Maradona’s stint at Barcelona was not a happy time for him, and he left under a cloud just two years later, having become embroiled in a notorious fist fight during the Copa del Rey final against Bilbao. But at his next club, Napoli, he found his spiritual home.

When Maradona joined them, Napoli were the whipping boys of Serie A: they’d never won a title, and were endlessly embroiled in relegation battles. They also had to put up with constant abuse from ‘ultra’ fans of the northern clubs, who held up charming banners saying things like ‘lavatevi’ – wash yourselves. The Neapolitans were a despised underclass, and Diego understood exactly how they felt.

After he’d galvanised the team, Napoli went on to win two Serie A titles, a Coppa Italia and a UEFA Cup. He became a god in the beleaguered southern city, was mobbed and feted everywhere he went: when I visited Napoli more than a decade after Maradona’s retirement, his framed poster still hung next to Jesus in many living rooms.

It would have been next to impossible for any young man to survive this level of adulation, and Diego had feet of clay. A fondness for cocaine led him into the waiting arms of the Camorra, Napoli’s vicious mafiosi, and in 1992 he left the club in disgrace after failing a drug test and getting mixed up in a wiretap sting against the notorious crime syndicate.

Diego’s fall was as spectacular as his rise: he gained massive weight, gave teary confessional interviews on Argentine television, and embarked on a distinctly patchy managerial career. But those who judge Maradona always fail to take into account the intense and unprecedented pressure he endured during his playing career. And even his fiercest critics cannot deny that he was one of the greats – perhaps the greatest of all.

 

The three best sports docs

Once in a Lifetime (2006)


Once upon a time, New York fell in love with soccer. In the mid-1970s, the New York Cosmos captured the imaginations of the city’s public, who flocked to watch the exploits of a star-studded, overpaid team that included Pelé (above) and Beckenbauer. This is their story, wonderfully told.

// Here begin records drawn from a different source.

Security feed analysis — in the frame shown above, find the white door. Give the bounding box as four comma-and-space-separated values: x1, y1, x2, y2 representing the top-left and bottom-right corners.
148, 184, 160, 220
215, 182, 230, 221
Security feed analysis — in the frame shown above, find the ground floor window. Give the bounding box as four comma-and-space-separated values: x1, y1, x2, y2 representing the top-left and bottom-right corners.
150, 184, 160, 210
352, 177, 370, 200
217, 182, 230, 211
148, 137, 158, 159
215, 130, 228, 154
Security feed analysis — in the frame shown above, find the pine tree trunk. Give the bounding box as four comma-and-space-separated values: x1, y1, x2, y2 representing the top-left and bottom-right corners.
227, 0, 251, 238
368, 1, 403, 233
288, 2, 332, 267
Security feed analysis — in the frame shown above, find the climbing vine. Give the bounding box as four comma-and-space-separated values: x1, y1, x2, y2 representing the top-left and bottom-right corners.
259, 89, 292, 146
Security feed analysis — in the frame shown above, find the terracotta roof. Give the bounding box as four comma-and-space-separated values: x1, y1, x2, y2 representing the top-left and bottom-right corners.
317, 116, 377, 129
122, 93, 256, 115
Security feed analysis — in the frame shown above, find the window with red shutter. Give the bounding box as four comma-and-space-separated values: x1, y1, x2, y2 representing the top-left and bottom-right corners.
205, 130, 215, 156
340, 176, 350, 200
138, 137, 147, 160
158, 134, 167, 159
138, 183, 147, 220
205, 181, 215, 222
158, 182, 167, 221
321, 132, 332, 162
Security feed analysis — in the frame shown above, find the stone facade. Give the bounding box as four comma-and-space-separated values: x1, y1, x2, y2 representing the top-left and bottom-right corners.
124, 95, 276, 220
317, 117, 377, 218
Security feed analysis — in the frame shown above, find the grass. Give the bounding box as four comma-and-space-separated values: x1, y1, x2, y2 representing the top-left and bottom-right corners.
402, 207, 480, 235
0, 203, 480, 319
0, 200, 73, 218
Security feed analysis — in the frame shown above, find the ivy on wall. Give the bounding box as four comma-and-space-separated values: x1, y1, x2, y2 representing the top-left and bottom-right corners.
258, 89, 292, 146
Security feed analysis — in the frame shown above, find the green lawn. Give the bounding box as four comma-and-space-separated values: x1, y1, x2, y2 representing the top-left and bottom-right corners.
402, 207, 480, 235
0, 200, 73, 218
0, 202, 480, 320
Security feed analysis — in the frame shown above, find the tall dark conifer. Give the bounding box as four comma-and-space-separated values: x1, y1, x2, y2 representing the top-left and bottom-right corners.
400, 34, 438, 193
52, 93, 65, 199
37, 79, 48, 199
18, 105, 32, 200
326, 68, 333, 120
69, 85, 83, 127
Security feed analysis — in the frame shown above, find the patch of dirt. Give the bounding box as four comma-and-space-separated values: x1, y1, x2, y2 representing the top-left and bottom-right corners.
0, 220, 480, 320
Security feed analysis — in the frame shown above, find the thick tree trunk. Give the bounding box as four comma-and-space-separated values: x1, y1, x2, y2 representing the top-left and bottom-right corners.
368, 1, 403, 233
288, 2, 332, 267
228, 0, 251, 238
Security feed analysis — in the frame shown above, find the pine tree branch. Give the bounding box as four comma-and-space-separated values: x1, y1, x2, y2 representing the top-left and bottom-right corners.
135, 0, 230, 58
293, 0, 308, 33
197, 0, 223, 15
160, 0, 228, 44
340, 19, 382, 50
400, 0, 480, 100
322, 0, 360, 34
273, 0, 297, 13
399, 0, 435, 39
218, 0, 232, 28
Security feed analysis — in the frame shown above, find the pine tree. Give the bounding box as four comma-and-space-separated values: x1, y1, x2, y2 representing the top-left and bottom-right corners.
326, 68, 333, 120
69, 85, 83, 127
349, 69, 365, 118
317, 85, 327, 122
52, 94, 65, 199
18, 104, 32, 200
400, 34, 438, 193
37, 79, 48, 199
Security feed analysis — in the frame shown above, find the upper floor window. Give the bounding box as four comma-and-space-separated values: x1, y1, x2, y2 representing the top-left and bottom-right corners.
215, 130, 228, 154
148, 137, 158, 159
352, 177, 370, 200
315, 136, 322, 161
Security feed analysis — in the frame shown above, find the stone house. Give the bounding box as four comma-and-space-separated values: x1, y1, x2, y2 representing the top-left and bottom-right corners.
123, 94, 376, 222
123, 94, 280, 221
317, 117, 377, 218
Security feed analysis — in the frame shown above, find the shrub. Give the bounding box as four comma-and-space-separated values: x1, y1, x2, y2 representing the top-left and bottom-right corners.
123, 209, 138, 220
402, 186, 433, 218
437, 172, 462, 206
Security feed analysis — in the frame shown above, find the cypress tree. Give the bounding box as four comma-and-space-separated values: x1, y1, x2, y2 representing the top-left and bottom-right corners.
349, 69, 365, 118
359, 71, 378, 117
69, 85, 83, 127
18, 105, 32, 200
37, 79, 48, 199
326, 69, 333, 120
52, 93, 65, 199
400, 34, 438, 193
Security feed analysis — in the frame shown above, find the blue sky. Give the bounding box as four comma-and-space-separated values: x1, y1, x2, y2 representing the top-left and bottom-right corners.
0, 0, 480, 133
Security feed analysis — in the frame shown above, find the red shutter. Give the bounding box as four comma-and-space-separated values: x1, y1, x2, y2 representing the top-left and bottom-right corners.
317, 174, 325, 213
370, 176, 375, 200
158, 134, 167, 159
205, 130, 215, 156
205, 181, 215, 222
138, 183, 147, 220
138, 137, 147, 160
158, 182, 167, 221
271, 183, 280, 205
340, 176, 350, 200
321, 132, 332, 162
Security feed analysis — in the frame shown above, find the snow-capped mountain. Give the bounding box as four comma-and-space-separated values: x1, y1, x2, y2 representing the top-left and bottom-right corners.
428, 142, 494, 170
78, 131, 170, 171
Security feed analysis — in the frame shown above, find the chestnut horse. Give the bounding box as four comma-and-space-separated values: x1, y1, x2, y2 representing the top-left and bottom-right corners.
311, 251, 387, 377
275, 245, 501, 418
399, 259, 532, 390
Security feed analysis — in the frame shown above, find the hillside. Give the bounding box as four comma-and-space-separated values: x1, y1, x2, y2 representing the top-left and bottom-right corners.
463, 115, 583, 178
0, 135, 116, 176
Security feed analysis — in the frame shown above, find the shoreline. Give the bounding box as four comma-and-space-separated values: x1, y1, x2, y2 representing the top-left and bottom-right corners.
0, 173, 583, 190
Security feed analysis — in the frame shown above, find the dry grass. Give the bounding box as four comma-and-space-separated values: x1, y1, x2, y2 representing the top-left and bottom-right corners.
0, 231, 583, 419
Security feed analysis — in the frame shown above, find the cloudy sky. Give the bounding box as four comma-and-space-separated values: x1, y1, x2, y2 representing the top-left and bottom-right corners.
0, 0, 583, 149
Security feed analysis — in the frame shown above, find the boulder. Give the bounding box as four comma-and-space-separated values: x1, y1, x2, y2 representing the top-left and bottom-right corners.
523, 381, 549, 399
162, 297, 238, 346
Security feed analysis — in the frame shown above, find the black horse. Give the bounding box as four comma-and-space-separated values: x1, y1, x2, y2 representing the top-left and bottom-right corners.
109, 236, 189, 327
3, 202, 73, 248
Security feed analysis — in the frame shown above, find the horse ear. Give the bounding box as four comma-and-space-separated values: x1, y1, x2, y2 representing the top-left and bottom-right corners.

Battered Bastards of Baseball (2014)

This hugely entertaining film tells the story of the Portland Mavericks, a minor league baseball team that briefly brought joy to the people of Oregon in the 1970s. Set up by former TV actor Bing Russell, Portland were a rag-tag bunch of rejects, rebels and misfits who played with reckless panache, and greatly irritated the powers that be.

When We Were Kings (1996)


Leon Gast’s documentary captures the drama and controversy of the Rumble in the Jungle. In 1974, promoter Don King organised a lucrative bout between Muhammad Ali and reigning heavyweight world champion George Foreman in Zaire, and the ensuing fight caught the world’s imagination.